How Italian it was! the little simple sunny kindness done in all the darkness of poverty and age and pain.
I could not speak to her again; vacantly I watched her figure, brown and crooked, pass across the blossoming meadow in the full blaze of the shadowless light. No doubt she went to sell her lilies at the gates.
On the road, which ran through trees beyond the field with all the vast panorama of the Apennines unrolled along its length, I saw a bullock-waggon creeping towards me, and farther yet a little cloud of people, bright against the sun as gold-winged demoizelle.

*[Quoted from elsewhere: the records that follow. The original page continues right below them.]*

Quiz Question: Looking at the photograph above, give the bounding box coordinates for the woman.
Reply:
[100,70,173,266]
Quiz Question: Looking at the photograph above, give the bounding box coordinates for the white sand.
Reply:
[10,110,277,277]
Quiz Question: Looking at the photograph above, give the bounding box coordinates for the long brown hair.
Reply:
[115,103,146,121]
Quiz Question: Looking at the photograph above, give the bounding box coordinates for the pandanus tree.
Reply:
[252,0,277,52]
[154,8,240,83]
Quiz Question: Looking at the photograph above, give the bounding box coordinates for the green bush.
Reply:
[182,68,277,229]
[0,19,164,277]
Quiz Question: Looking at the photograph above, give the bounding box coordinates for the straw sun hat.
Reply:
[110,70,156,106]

Instinctively, to avoid sight or sound, I rose and wandered into the wood which bordered the meadow; it was of ilex and pine, dusky even at noon. I plunged into its shadow, holding
the lilies to my aching heart.
I moved on and on through the trees, unconscious of what I did, until I struck my breast against the trunk of a tall fir with a shock that brought me to sharp consciousness of where I was. I sat down beneath its shade, wounded by the momentary pain.
I was all alone. I looked around me with a curious sense at once of apathy and desperation. I knew not what I feared; but I feared everything — I in whose daring eyes, a moment earlier, all heaven and earth had seemed to smile in the smile of Florence.
I dropped my head upon my hands, and crouched there at the foot of the pine. I sobbed as though my very heart would break.
As I sat thus there came the little white scudding figure of a scampering dog; he ran before a little troop of people: they all stopped at some distance from me at the end of one of the aisles of pine.
They were talking and laughing gaily. I could hear the indistinct bubble of their mirthful chatter; they had three dogs with them and a monkey; they threw themselves on the grass, and took some food and wine from a basket, and one of them built up a fire with dry sticks; all the while the dogs frisked, the men laughed, the woman sang little fresh passages of song; they were all so glad and so gay, it seemed to make my misery unendurable.
The sun came down on them where they were stretched upon the turf; I sat alone in the shadow. I saw them; they seemed not to see me.
They had no doubt come out to breakfast in the Cascine woods, as Florentines will do on spring and summer days.